Among his causes is Carnegie Hall, where he is chairman of the board. To see how far American capitalism has fallen, contrast Weill with the giant who built Carnegie Hall. Not only is Andrew Carnegie remembered for far more epic and generous philanthropy than Weill’s — some 1,600 public libraries, just for starters — but also for creating a steel empire that actually helped build America’s industrial infrastructure in the late 19th century. At Citi, Weill built little more than a bloated gambling casino. As Paul Volcker, the regrettably powerless chairman of Obama’s Economic Recovery Advisory Board, said recently, there is not “one shred of neutral evidence” that any financial innovation of the past 20 years has led to economic growth. Citi, that “innovative” banking supermarket, destroyed far more wealth than Weill can or will ever give away.

Even now — despite its near-death experience, despite the departures of Weill, Prince and Rubin — Citi remains as imperious as it was before 9/15. Its current chairman, Richard Parsons, was one of three executives (along with Lloyd Blankfein of Goldman Sachs and John Mack of Morgan Stanley) who failed to show up at the mid-December White House meeting where President Obama implored bankers to increase lending. (The trio blamed fog for forcing them to participate by speakerphone, but the weather hadn’t grounded their peers or Amtrak.) Last week, ABC World News was also stiffed by Citi, which refused to answer questions about its latest round of outrageous credit card rate increases and instead e-mailed a statement blaming its customers for “not paying back their loans.” This from a bank that still owes taxpayers $25 billion of its $45 billion handout!

If Citi, among the most egregious of Wall Street reprobates, feels it can get away with business as usual, it’s because it fears no retribution. And it got more good news last week. Now that Chris Dodd is vacating the Senate, his chairmanship of the Banking Committee may fall next year to Tim Johnson of South Dakota, home to Citi’s credit card operation. Johnson was the only Senate Democrat to vote against Congress’s recent bill policing credit card abuses.

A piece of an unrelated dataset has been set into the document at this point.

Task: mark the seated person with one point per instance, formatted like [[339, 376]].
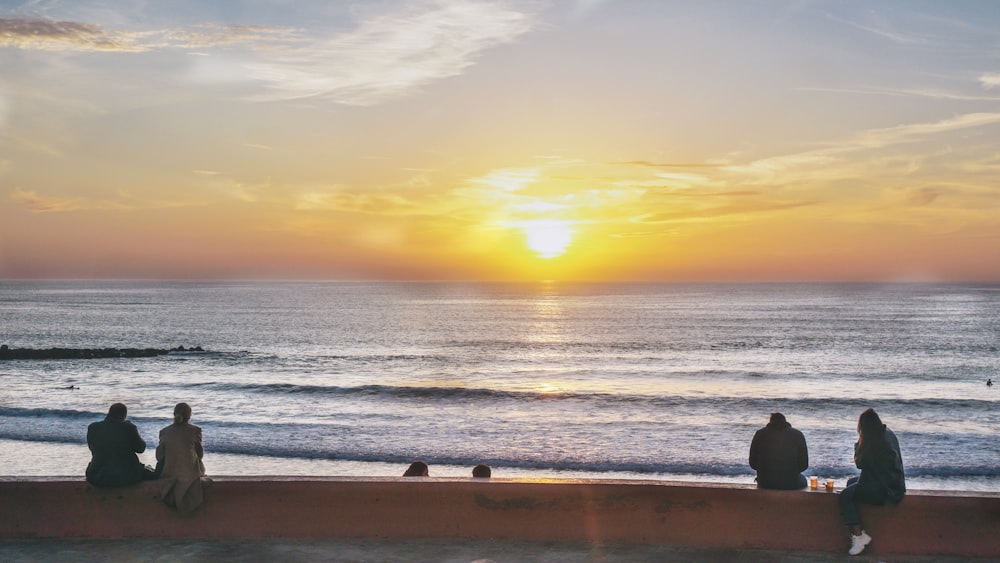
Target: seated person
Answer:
[[779, 454], [114, 443], [179, 453], [417, 469]]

Though bad history shows every sign of repeating itself on Wall Street, it will take a near-miracle for Angelides to repeat Pecora’s triumph. Our zoo of financial skullduggery is far more complex, with many more moving pieces, than that of the 1920s. The new inquiry does have subpoena power, but its entire budget, a mere $8 million, doesn’t even match the lobbying expenditures for just three banks (Citi, Morgan Stanley, Bank of America) in the first nine months of 2009. The firms under scrutiny can pay for as many lawyers as they need to stall between now and Dec. 15, deadline day for the commission’s report.

More daunting still is the inquiry’s duty to reach into high places in the public sector as well as the private. The mystery of exactly what happened as TARP fell into place in the fateful fall of 2008 thickens by the day — especially the behind-closed-door machinations surrounding the government rescue of A.I.G. and its counterparties. Last week, a Republican congressman, Darrell Issa of California, released e-mail showing that officials at the New York Fed, then led by Timothy Geithner, pressured A.I.G. to delay disclosing to the S.E.C. and the public the details on the billions of bailout dollars it was funneling to its trading partners. In this backdoor rescue, taxpayers unknowingly awarded banks like Goldman 100 cents on the dollar for their bets on mortgage-backed securities.

Why was our money used to make these high-flying gamblers whole while ordinary Americans received no such beneficence? Nothing less than complete transparency will connect the dots. Among the big-name witnesses that the Angelides commission has called for next week is Goldman’s Blankfein. Geithner, Henry Paulson and Ben Bernanke should be next.

If they all skate away yet again by deflecting blame or mouthing pro forma mea culpas, it will be a sign that this inquiry, like so many other promises of reform since 9/15, is likely to leave Wall Street’s status quo largely intact. That’s the ticking-bomb scenario that truly imperils us all.